«слово о погибели рускыя земли»

К числу севернорусских памятников, связанных с нашествием татар, принадлежит и «Слово о погибели Рускыя земли», найден­ное X. М. Лопарёвым в начале 1890-х годов в рукописи XV в. псковского Печерского монастыря и тогда же им опубликованное '. Оно невелико по объёму (в рукописи занимает 45 строк).

В «Слове» перечисляются природные и материальные богат­ства, которыми до татарского нашествия изобиловала «светло-светлая и украсно-украшена земля Руськая»: озёра многочислен­ные, реки и колодцы местнопочитаемые, горы крутые, холмы высокие, дубравы чистые, поля дивные, звери различные, птицы бесчисленные, города великие, сёла дивные, сады монастырские, дома церковные. Были тогда на Руси князья грозные, бояре честные, вельможи многие. Большие пространства и живущие на них народы были покорены великому князю Всеволоду, отцу его Юрию, князю киевскому, деду его Владимиру Мономаху, именем которого половцы устрашали детей в колыбели и при котором литовцы из своих болот не показывались на свет, а венгры укрепляли каменные свои города железными воротами, чтобы он через них не въехал к ним; немцы же радовались, живя далеко за синим морем. Различные соседние племена платили дань Владимиру мёдом, а царь византийский Мануил, опасаясь, как бы Владимир не взял Царьграда, посылал ему великие дары. Так было раньше, теперь же приключилась болезнь христианам.
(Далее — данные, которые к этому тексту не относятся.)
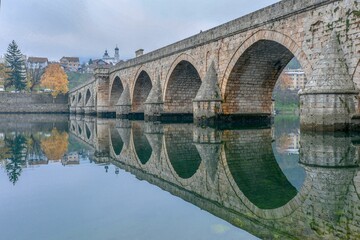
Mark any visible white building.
[102,46,120,65]
[285,69,307,90]
[26,57,49,69]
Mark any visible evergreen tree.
[5,40,26,90]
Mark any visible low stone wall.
[0,92,69,113]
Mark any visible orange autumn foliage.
[41,128,69,160]
[40,64,69,97]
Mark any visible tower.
[114,45,120,63]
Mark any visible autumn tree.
[41,128,69,160]
[41,64,69,98]
[5,40,26,90]
[0,63,9,85]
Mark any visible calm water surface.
[0,115,360,240]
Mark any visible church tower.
[114,45,120,63]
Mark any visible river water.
[0,115,360,240]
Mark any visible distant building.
[85,59,110,73]
[61,152,80,166]
[284,69,307,90]
[0,55,5,64]
[102,46,120,65]
[26,57,49,69]
[60,57,80,72]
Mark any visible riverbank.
[0,92,69,114]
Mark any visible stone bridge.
[69,0,360,130]
[70,116,360,239]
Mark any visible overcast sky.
[0,0,278,60]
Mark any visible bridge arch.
[352,60,360,93]
[78,92,82,104]
[109,76,124,107]
[85,123,93,141]
[131,66,152,113]
[221,30,312,114]
[85,88,91,105]
[163,54,202,113]
[131,122,153,166]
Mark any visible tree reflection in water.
[4,134,27,185]
[0,128,68,185]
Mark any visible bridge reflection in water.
[70,116,360,239]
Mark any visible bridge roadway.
[69,0,360,131]
[70,116,360,239]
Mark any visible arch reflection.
[164,125,201,179]
[132,123,152,165]
[224,130,297,209]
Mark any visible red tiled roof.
[28,57,48,63]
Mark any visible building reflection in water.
[0,117,360,239]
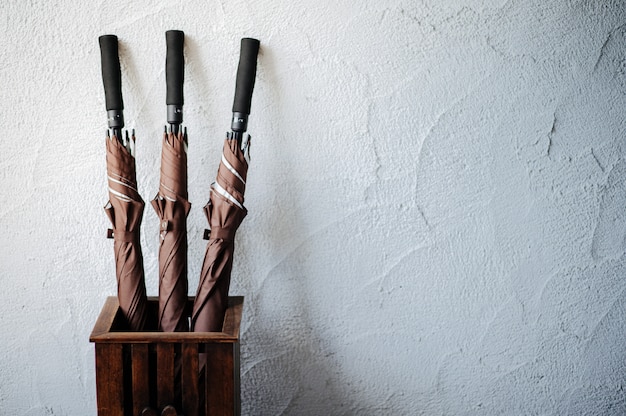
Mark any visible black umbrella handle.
[98,35,124,132]
[231,38,259,132]
[165,30,185,130]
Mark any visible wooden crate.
[89,296,243,416]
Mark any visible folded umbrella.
[152,30,191,332]
[191,38,259,332]
[99,35,147,331]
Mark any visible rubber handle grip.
[98,35,124,111]
[165,30,185,106]
[233,38,260,114]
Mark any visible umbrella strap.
[107,228,139,243]
[204,227,235,241]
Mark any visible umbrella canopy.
[191,133,249,332]
[105,135,147,331]
[152,132,191,332]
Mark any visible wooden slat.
[182,344,199,416]
[157,344,174,409]
[91,331,238,344]
[205,344,235,416]
[96,344,124,416]
[131,344,150,415]
[89,296,120,342]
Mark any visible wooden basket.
[89,296,243,416]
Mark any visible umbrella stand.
[99,35,147,331]
[191,38,259,332]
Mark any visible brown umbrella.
[152,30,191,332]
[191,38,259,332]
[99,35,147,331]
[191,138,248,332]
[152,133,191,332]
[105,135,147,331]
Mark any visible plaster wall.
[0,0,626,416]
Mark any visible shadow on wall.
[236,44,356,415]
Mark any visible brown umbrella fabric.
[191,136,249,332]
[152,133,191,332]
[105,136,147,331]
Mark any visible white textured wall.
[0,0,626,416]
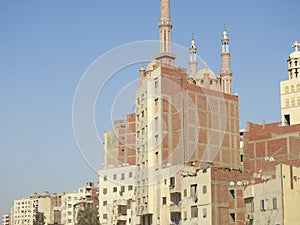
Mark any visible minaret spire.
[155,0,176,66]
[220,24,232,94]
[189,33,198,76]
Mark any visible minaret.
[287,41,300,80]
[220,25,232,94]
[280,41,300,126]
[189,34,198,77]
[155,0,176,66]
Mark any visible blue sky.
[0,0,300,218]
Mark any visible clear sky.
[0,0,300,218]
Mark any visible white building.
[11,192,52,225]
[280,41,300,126]
[99,166,139,225]
[61,182,98,225]
[2,214,10,225]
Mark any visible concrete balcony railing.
[170,204,181,213]
[117,215,127,221]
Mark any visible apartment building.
[2,214,10,225]
[11,192,52,225]
[60,182,99,225]
[243,164,300,225]
[99,165,139,225]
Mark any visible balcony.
[117,199,127,206]
[117,215,127,221]
[170,204,181,213]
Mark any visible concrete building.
[11,192,52,225]
[136,0,241,225]
[241,122,300,177]
[2,214,10,225]
[61,182,99,225]
[99,166,139,225]
[103,130,119,169]
[280,41,300,126]
[244,164,300,225]
[104,114,136,169]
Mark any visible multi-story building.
[104,114,136,169]
[61,182,99,225]
[2,214,10,225]
[242,122,300,177]
[11,192,52,225]
[99,165,139,225]
[280,41,300,126]
[136,0,241,225]
[243,164,300,225]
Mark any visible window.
[285,98,290,108]
[273,197,277,209]
[103,188,107,195]
[121,186,125,192]
[230,213,235,221]
[170,177,175,188]
[229,189,235,199]
[291,98,295,107]
[162,197,167,205]
[202,185,207,194]
[260,199,267,211]
[284,86,290,93]
[191,205,198,218]
[203,208,207,218]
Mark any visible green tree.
[76,208,100,225]
[33,212,46,225]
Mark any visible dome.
[289,41,300,59]
[289,51,300,59]
[194,67,216,80]
[146,61,158,72]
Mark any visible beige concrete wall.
[282,165,300,225]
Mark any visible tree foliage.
[76,208,100,225]
[33,212,46,225]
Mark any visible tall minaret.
[220,25,232,94]
[189,34,198,77]
[155,0,176,66]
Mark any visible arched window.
[285,86,290,93]
[291,98,295,107]
[291,85,295,92]
[285,98,290,108]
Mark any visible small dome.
[289,51,300,59]
[289,41,300,59]
[194,67,216,80]
[146,61,158,72]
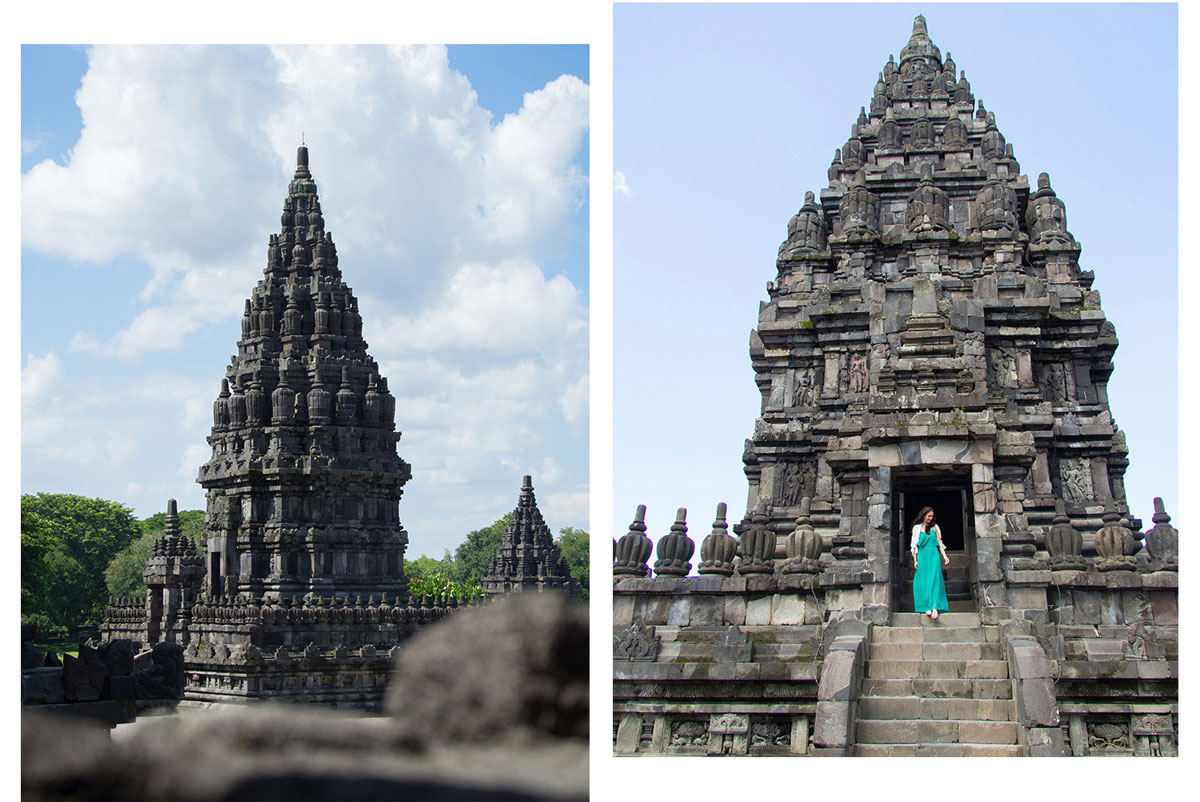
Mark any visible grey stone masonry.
[481,477,578,594]
[198,146,412,607]
[102,146,477,707]
[613,17,1180,756]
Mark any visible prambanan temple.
[613,17,1178,755]
[96,146,575,707]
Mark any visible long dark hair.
[912,507,937,532]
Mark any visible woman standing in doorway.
[911,507,950,620]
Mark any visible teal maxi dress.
[912,529,950,612]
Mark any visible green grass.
[34,641,79,660]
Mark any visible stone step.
[869,640,1004,660]
[856,718,1016,744]
[892,612,979,627]
[871,627,1000,644]
[865,659,1008,680]
[860,677,1013,699]
[851,743,1025,758]
[858,696,1014,722]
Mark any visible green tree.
[104,509,208,595]
[20,493,140,635]
[450,513,512,583]
[554,526,590,602]
[404,550,484,599]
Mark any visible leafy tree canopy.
[554,526,590,602]
[20,493,140,634]
[104,509,208,597]
[451,513,512,583]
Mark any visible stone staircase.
[851,612,1024,758]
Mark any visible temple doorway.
[892,466,974,612]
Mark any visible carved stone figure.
[1058,457,1092,504]
[905,164,950,234]
[850,351,869,393]
[480,477,578,594]
[976,175,1020,237]
[988,347,1016,387]
[612,504,654,576]
[1025,173,1075,245]
[779,192,829,259]
[696,502,738,576]
[838,170,880,238]
[654,507,696,576]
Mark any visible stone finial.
[738,501,775,574]
[654,507,696,576]
[212,378,229,431]
[900,14,942,71]
[779,192,829,261]
[1096,498,1136,570]
[838,169,880,239]
[163,498,182,538]
[784,497,822,574]
[1046,498,1087,570]
[696,502,738,576]
[1025,173,1075,245]
[976,170,1020,238]
[905,163,950,234]
[1146,498,1180,570]
[612,504,654,576]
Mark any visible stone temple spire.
[482,477,578,593]
[198,145,410,598]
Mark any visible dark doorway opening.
[892,466,974,612]
[904,487,965,551]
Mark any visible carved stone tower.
[744,17,1140,615]
[142,498,204,645]
[198,146,410,599]
[482,477,578,593]
[613,17,1178,756]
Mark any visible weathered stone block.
[1150,591,1180,627]
[724,595,746,627]
[688,595,725,627]
[1075,589,1100,624]
[617,713,642,755]
[812,701,853,749]
[770,593,806,626]
[612,593,634,627]
[817,648,858,701]
[643,595,672,627]
[667,595,691,627]
[746,595,773,627]
[1025,726,1068,758]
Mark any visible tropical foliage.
[20,493,142,638]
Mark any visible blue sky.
[20,46,589,556]
[613,4,1178,539]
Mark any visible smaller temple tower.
[482,477,580,594]
[142,498,204,646]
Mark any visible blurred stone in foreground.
[386,593,588,742]
[22,593,588,800]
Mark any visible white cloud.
[20,354,62,403]
[612,170,634,198]
[372,259,587,353]
[22,46,589,552]
[558,373,588,427]
[538,490,588,525]
[179,443,212,479]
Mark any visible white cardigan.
[910,523,942,553]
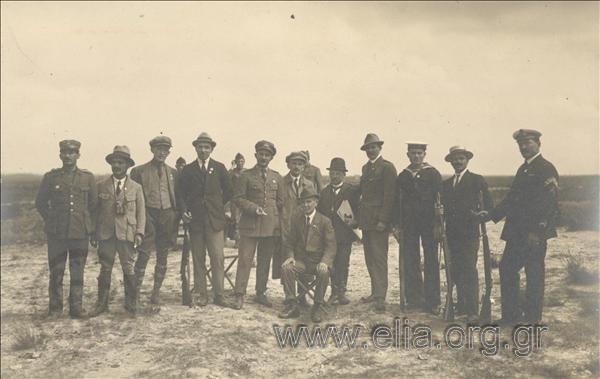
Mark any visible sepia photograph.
[0,1,600,378]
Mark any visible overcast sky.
[1,2,600,175]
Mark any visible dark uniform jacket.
[317,183,360,243]
[129,161,178,210]
[490,155,559,241]
[96,176,146,242]
[35,168,98,239]
[442,170,493,239]
[395,163,442,226]
[284,212,337,267]
[233,166,283,237]
[179,159,233,232]
[358,156,396,230]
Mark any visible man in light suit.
[91,146,146,317]
[179,133,233,307]
[279,188,336,322]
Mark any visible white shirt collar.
[525,151,542,164]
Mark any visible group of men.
[36,129,558,323]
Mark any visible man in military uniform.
[442,146,493,323]
[279,188,336,322]
[317,158,360,305]
[233,141,283,309]
[359,133,396,313]
[302,150,323,193]
[131,136,177,307]
[35,140,97,318]
[179,133,233,307]
[396,142,442,314]
[92,146,146,316]
[484,129,559,324]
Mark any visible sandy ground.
[1,224,600,378]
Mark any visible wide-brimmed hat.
[327,157,348,172]
[444,146,473,162]
[106,145,135,167]
[192,132,217,149]
[360,133,383,150]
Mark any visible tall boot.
[90,274,110,317]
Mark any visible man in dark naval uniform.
[485,129,559,324]
[35,140,98,318]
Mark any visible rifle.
[435,193,454,321]
[179,224,192,305]
[479,191,493,324]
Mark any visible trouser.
[363,230,389,300]
[234,235,280,295]
[331,241,352,292]
[134,208,177,291]
[404,219,440,307]
[281,261,329,304]
[448,236,479,315]
[500,240,547,322]
[190,225,225,298]
[48,236,88,313]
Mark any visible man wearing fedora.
[35,140,98,318]
[396,142,442,314]
[130,135,177,309]
[233,140,283,309]
[179,133,233,307]
[317,158,360,305]
[442,146,493,322]
[358,133,396,312]
[92,146,146,316]
[482,129,559,324]
[279,187,336,322]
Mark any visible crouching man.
[279,187,336,322]
[91,146,146,317]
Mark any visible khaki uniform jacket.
[96,176,146,242]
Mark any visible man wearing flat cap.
[131,135,178,310]
[233,141,283,309]
[358,133,396,313]
[442,146,493,323]
[35,140,97,318]
[317,158,360,305]
[179,133,233,307]
[279,188,336,322]
[394,142,442,314]
[92,146,146,316]
[486,129,559,324]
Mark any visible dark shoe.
[310,304,323,323]
[254,293,273,308]
[278,303,300,318]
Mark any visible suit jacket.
[179,159,233,232]
[96,176,146,242]
[358,157,396,230]
[490,155,559,241]
[281,173,318,239]
[233,166,283,237]
[283,212,337,267]
[129,161,178,210]
[35,168,98,239]
[442,170,493,239]
[317,183,360,243]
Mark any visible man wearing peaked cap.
[92,146,146,316]
[394,141,442,314]
[358,133,396,313]
[35,140,97,318]
[279,187,336,323]
[486,129,559,324]
[179,133,233,307]
[130,135,178,310]
[317,158,360,305]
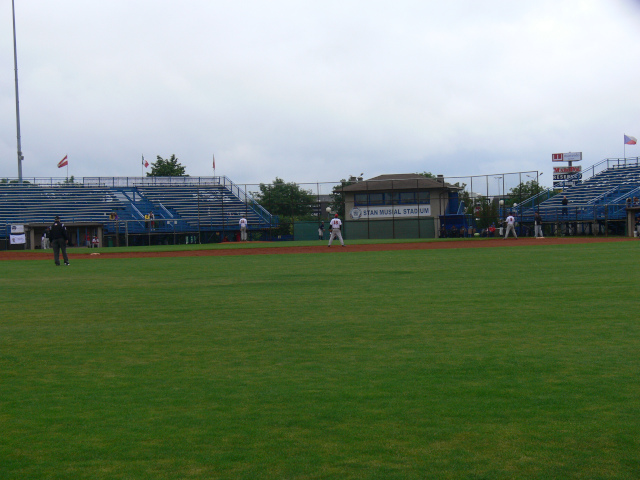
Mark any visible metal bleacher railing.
[0,177,277,236]
[514,157,640,222]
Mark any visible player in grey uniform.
[504,214,518,240]
[328,217,344,247]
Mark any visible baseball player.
[50,215,69,266]
[240,217,247,242]
[328,213,344,247]
[504,214,518,240]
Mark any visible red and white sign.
[551,152,582,162]
[553,166,582,174]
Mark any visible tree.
[147,154,189,177]
[252,177,316,220]
[329,178,355,218]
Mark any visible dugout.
[340,173,462,239]
[24,219,104,250]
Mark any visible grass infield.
[0,242,640,480]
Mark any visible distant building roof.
[343,173,462,192]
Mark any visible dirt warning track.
[0,237,634,260]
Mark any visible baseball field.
[0,239,640,480]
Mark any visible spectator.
[42,227,51,250]
[533,212,544,238]
[50,215,69,266]
[504,213,518,240]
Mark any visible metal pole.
[11,0,24,183]
[196,185,202,245]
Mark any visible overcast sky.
[0,0,640,186]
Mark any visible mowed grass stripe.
[0,243,640,479]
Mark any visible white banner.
[11,233,27,245]
[349,205,431,220]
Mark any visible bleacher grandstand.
[516,157,640,233]
[0,177,277,249]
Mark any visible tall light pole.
[11,0,24,183]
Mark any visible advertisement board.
[349,205,431,220]
[551,152,582,162]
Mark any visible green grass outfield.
[0,242,640,480]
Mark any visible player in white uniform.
[504,214,518,240]
[328,217,344,247]
[240,217,247,242]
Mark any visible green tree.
[147,154,189,177]
[329,178,355,218]
[251,177,317,235]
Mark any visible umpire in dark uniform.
[51,215,69,266]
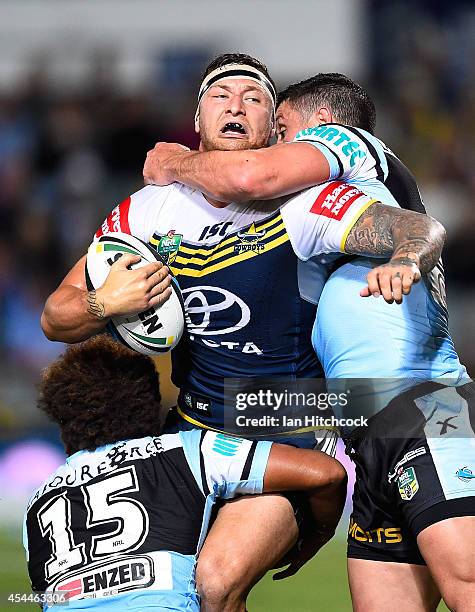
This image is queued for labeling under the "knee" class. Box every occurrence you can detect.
[441,569,475,612]
[196,556,247,610]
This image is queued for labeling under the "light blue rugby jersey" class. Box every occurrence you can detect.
[23,430,272,612]
[295,124,468,416]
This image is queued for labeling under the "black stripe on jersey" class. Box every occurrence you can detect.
[345,125,384,183]
[200,429,209,497]
[384,153,427,214]
[295,138,343,179]
[241,440,257,480]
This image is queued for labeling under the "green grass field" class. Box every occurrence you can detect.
[0,530,447,612]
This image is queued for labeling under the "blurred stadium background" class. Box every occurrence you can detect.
[0,0,475,612]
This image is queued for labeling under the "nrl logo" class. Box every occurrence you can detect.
[397,467,419,501]
[151,230,183,265]
[455,466,475,482]
[234,223,266,253]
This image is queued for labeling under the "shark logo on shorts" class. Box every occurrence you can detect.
[455,466,475,482]
[397,467,419,501]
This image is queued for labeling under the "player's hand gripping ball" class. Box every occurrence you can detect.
[86,232,185,355]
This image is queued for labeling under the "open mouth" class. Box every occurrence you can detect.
[221,121,246,136]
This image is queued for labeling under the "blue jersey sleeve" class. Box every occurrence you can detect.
[180,430,272,499]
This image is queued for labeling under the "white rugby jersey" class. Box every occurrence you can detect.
[96,181,374,442]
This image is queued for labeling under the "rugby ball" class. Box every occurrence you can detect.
[86,232,185,355]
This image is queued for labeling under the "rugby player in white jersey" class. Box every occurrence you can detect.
[24,334,346,612]
[42,55,443,610]
[144,74,475,612]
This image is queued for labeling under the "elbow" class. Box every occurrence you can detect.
[40,307,59,342]
[233,156,270,202]
[328,459,348,491]
[431,217,447,250]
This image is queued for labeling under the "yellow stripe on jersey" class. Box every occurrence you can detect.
[170,228,289,278]
[173,219,285,266]
[154,213,283,256]
[340,200,379,253]
[176,406,229,437]
[176,406,340,438]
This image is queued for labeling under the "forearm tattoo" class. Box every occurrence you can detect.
[86,289,106,319]
[345,203,445,274]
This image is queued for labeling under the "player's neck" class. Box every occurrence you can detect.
[203,194,229,208]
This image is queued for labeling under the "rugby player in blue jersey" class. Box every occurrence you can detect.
[24,335,346,612]
[145,74,475,612]
[42,55,443,611]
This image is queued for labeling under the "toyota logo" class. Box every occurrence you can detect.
[182,286,251,336]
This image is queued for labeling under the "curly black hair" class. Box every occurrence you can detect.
[38,334,162,455]
[277,72,376,134]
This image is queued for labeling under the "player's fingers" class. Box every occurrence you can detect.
[402,270,421,295]
[378,271,393,304]
[391,272,402,304]
[402,271,414,295]
[366,269,381,297]
[148,275,172,298]
[148,287,172,307]
[111,254,142,270]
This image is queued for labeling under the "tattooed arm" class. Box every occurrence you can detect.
[345,203,445,304]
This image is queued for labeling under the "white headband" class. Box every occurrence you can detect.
[195,64,277,120]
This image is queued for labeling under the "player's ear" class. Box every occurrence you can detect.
[315,106,333,125]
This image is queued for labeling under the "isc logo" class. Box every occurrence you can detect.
[198,221,233,240]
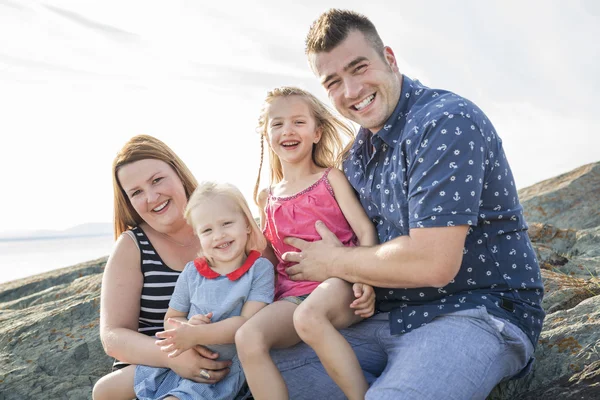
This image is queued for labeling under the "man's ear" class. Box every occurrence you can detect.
[383,46,399,72]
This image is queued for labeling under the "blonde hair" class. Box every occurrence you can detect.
[254,86,354,204]
[183,182,267,254]
[112,135,198,239]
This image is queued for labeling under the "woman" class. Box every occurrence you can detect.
[93,135,230,399]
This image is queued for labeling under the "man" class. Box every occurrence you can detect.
[278,10,544,400]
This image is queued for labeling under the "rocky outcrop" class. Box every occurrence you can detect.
[0,258,111,400]
[519,163,600,230]
[489,163,600,400]
[0,163,600,400]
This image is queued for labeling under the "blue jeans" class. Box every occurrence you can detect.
[271,308,533,400]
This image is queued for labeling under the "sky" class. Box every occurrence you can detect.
[0,0,600,232]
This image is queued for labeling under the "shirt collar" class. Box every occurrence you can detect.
[194,250,260,281]
[358,75,420,147]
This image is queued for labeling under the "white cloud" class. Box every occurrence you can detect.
[0,0,600,230]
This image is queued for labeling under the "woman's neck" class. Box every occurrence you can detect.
[144,223,198,247]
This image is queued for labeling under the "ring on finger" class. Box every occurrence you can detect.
[200,369,210,379]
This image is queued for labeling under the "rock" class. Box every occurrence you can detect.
[0,258,112,400]
[519,163,600,229]
[0,163,600,400]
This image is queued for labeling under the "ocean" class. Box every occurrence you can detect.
[0,235,114,283]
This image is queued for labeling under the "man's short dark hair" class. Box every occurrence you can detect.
[305,8,384,57]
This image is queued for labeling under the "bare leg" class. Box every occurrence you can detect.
[92,365,135,400]
[235,301,300,400]
[294,278,369,400]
Таково содержание этого выдающегося памятника, проникну­того чувством глубокого патриотизма, гордостью прошлым Рус­ской земли и скорбью о её бедствиях, причинённых ей татарами. Вслед за ним идёт житие Александра Невского, не имеющее здесь особого заглавия и даже не отделённое от текста «Слова о погибе­ли» особой строкой. Первый издатель «Слова», основываясь на том, что в нём, как оно до нас дошло, идёт речь не о гибели Рус­ской земли, а о её могуществе и красоте и только в последней фразе имеется неясное указание на «болезнь» христианам того времени, считал его «только началом великолепной поэмы XIII в., оплаки­вающей гибель Руси»,— поэмы, продолжение которой утрачено. За ней, по его же предположению, следовало также не дошедшее до нас «Слово о смерти великого князя Ярослава Всеволодовича», а по­том уже — житие Александра Невского. Таким образом, по взгляду Лопарёва, «Слово о погибели» представляло собой первую, цели­ком не сохранившуюся часть трилогии. Предположение Лопарёва о существовании второй части трилогии основывается на том, что вслед за заглавием — «Слово о погибели Рускыя земли» в рукопи­си написано: «о смерти великого князя Ярослава», после чего идёт текст «Слова», о смерти же Ярослава Всеволодовича вовсе не го­ворится.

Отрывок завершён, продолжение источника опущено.